第52話 西の謀略
長い木剣を正眼に構えて、冷たい瞳を持つ長身の女性と対峙している。相手もまた、同じ長さの木剣の切っ先をこちらに向けている。
どうしてこうなったのだろうか。
サムライと手合わせしたい、という彼女の願望は、彼女達のリーダーであるフレデリカによって許可されてしまった。こちらはやりたくないと抗議したのだが、既に酔っ払っていたジェシカやメイユィ、挙句の果てにオオイやマツバラまでもが上機嫌でそれを承認した。

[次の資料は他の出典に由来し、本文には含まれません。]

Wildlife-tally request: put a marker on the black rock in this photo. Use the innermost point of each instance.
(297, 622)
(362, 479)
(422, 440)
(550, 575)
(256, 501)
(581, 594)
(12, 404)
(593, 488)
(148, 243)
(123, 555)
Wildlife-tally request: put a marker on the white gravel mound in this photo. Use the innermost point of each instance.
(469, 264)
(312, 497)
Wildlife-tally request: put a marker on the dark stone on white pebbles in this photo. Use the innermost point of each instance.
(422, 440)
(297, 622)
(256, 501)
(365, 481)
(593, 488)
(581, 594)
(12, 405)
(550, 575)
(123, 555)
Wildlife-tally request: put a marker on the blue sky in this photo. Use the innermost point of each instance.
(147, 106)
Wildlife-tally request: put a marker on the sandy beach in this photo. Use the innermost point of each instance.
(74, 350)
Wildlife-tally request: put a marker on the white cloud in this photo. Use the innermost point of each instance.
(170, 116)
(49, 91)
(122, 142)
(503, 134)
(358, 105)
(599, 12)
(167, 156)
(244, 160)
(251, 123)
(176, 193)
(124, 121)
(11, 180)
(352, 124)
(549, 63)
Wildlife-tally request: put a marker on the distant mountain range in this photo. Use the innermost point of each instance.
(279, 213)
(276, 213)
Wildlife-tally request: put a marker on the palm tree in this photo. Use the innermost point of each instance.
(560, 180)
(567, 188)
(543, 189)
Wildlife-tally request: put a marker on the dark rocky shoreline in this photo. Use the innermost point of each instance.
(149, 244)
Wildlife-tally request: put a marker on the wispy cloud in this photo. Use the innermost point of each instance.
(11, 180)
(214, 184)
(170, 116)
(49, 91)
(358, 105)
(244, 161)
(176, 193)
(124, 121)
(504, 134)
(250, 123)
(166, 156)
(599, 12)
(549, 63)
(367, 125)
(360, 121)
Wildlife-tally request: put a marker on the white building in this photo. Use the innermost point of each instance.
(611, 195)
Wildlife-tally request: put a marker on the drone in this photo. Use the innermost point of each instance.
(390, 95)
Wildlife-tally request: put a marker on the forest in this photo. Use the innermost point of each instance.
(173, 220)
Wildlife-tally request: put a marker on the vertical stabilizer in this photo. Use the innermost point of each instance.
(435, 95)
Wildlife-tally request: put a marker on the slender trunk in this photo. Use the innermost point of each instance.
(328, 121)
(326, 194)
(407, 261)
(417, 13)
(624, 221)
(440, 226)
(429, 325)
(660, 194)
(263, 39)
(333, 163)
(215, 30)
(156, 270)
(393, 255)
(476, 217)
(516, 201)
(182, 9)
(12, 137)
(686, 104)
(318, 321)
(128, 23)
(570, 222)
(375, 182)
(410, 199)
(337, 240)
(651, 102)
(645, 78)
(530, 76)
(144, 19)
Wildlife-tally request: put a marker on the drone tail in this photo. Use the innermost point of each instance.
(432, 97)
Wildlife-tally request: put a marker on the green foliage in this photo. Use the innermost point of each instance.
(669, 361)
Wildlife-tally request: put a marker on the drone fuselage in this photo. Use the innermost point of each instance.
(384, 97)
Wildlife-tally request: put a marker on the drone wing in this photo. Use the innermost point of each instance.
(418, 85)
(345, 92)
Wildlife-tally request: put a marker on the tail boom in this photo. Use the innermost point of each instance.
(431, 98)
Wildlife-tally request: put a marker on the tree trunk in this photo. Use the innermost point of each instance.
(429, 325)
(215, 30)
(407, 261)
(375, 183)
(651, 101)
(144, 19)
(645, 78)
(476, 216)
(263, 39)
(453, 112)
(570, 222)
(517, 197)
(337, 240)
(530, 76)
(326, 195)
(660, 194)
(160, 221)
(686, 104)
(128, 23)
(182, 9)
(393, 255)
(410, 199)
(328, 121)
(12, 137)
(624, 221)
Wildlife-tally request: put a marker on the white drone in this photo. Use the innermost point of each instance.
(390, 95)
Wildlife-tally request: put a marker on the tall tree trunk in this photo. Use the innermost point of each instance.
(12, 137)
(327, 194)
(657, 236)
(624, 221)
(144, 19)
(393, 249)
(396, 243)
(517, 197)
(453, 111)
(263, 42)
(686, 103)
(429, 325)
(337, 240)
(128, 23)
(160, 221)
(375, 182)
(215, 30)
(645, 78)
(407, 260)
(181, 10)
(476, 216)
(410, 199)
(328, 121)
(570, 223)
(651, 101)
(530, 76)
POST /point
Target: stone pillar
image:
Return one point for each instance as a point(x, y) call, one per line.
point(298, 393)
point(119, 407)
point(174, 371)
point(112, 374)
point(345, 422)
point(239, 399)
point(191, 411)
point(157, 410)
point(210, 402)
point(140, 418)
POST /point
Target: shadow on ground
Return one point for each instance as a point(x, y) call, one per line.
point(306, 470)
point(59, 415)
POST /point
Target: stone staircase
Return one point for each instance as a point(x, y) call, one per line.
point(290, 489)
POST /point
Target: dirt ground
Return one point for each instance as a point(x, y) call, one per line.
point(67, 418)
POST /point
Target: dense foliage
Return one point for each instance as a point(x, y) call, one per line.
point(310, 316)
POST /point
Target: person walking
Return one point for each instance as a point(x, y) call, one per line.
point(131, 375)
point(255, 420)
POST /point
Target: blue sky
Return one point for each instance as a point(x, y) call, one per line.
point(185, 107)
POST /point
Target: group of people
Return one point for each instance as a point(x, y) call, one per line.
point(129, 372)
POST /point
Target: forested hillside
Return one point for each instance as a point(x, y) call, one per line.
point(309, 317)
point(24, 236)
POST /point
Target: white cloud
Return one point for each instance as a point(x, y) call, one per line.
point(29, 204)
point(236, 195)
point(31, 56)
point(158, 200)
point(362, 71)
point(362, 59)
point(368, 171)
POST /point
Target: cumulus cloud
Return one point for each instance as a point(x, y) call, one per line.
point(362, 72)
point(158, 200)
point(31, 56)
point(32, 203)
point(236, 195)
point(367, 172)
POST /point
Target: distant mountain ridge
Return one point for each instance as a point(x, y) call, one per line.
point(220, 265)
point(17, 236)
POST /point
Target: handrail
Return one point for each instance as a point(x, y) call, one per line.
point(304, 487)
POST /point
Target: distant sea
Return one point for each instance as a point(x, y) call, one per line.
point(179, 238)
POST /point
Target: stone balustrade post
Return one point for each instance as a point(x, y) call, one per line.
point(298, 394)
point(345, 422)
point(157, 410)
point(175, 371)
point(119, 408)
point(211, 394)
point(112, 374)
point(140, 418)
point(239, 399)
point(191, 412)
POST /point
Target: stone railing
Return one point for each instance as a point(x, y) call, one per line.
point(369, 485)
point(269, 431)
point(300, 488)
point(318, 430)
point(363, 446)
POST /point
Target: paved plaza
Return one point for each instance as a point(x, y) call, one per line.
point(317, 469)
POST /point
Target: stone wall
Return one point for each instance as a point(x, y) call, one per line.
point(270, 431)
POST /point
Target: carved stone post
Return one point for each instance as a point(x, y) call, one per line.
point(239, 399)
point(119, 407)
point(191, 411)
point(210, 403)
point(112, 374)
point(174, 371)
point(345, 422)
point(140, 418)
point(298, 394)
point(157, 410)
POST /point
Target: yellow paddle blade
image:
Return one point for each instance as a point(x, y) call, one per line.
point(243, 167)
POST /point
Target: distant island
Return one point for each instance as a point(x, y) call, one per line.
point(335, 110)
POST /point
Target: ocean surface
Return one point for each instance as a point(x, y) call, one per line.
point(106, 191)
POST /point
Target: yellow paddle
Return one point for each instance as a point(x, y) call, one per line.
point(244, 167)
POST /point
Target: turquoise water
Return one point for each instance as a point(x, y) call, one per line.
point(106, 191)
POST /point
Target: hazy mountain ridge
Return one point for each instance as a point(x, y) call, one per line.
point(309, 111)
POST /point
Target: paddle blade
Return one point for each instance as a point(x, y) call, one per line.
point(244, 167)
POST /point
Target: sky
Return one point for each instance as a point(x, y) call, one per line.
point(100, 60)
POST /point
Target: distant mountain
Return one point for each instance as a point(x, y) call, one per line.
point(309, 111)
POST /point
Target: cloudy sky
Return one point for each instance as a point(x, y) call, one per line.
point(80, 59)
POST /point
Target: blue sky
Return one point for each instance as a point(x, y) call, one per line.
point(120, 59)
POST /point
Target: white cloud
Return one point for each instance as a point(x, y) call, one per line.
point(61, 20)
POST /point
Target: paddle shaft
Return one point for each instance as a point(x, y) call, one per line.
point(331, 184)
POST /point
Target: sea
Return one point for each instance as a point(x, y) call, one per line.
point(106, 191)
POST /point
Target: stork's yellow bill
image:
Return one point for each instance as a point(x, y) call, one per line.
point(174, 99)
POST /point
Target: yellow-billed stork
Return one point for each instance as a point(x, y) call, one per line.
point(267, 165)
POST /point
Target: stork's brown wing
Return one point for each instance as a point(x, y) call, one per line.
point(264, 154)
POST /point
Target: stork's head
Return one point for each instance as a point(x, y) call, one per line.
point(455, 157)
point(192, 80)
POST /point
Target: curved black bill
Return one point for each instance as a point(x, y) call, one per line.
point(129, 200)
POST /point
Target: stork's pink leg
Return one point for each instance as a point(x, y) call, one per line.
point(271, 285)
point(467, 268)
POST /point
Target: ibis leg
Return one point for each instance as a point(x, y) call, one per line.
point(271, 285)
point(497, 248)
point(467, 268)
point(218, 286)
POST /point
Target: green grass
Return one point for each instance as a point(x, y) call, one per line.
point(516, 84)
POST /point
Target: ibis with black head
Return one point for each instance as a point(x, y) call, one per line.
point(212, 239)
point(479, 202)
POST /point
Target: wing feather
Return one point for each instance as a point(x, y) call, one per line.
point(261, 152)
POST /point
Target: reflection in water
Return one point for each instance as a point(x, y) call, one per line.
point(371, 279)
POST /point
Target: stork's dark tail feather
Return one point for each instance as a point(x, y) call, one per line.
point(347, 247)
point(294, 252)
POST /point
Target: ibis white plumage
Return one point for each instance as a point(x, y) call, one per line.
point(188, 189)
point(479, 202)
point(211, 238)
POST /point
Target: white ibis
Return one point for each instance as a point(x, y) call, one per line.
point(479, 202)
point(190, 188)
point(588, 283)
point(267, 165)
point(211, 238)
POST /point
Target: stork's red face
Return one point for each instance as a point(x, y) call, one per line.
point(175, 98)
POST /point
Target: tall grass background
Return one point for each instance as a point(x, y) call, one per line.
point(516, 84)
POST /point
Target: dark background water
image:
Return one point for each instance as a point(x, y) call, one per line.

サカキに至っては度数の高い酒を飲まされ、情けなくも酔いつぶれて二階広間のソファで横になっている。起きる様子が無いので、マツバラが窒息の危険がないかどうかだけを確認し、広間に置き去りにしてきた。
この宮殿には中庭があった。最初に入った入口の更に奥には中庭に出る扉がついており、そこを出ると周囲を建物に囲まれた、芝生の植えられている区画があった。
水の通っていない小さな白い噴水が中央に置いてあり、広さとしては30メートル四方ぐらいだろうか。建物の大きさに対してそこまで広いというわけではない。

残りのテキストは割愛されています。